Örneğin bir ağacın büyüme kanunu yalnızca o ağaç için geçerli ve ağaç öldüğünde son bulurken ruh, bedeni terk ettiğinde dahi varlığını sürdürür; kabirde, mahşerde ve sonsuzlukta farklı bir elbise giyer. Ruhun hayatı, fiziksel tahrip ve yok oluşa maruz değildir. Basitliği ve vahdeti, onu dağılıp parçalanmaktan korur. Bir ampulün ışığı enerji kaynağıyla kaimdir; ruh ise her ne kadar bedene bağlı olsa da kendi başına da hayat sahibidir ve ışığını daim kılar.
Ruh, gelişime ve külliyete açık, içsel bir potansiyele sahiptir. Bir çekirdeğin uygun koşullarda ağaca dönüşmesi gibi, ruh da doğru yönlendirildiğinde ilmî, irfânî ve manevi boyutlarda büyür. Sevgi, korku, irade, merak ve hayal gibi içsel deneyimlerimiz ruhun sermayesidir. Bu sermaye yerinde kullanıldığında bireyin ruhani yükselişini, bilincinin derinleşmesini ve içsel özgürlüğünü besler. Ruhun farkındalığı, dünyayı yalnızca bir sahne olarak görüp maddi sınırlardan öte bir külliyete erişmemizi sağlar.

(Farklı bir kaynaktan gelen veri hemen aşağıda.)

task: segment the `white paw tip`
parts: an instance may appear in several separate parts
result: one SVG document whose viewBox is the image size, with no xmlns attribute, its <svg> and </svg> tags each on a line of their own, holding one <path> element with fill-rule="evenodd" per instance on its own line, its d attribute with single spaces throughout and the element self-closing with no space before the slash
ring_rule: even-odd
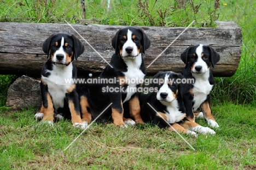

Ruhun vahid ve bütüncül yapısı, onu tahripten korur. Bedensel organlar geçici ve bağımsız olabiliyorken ruhtaki unsurlar bir bütündür ve dağılmaz. Akıl, hafıza, irade ve sevgi; hepsi ayrılmaz bir bütün olarak varlığını sürdürür. Bu, insanın içsel özgürlüğünün ve bilinç kapasitesinin temelidir. Ölüm, ruh için bir son değil, geçici bir elbise değişimidir; ruh, özelliklerini kaybetmeden farklı bir âlemde varlığını sürdürür.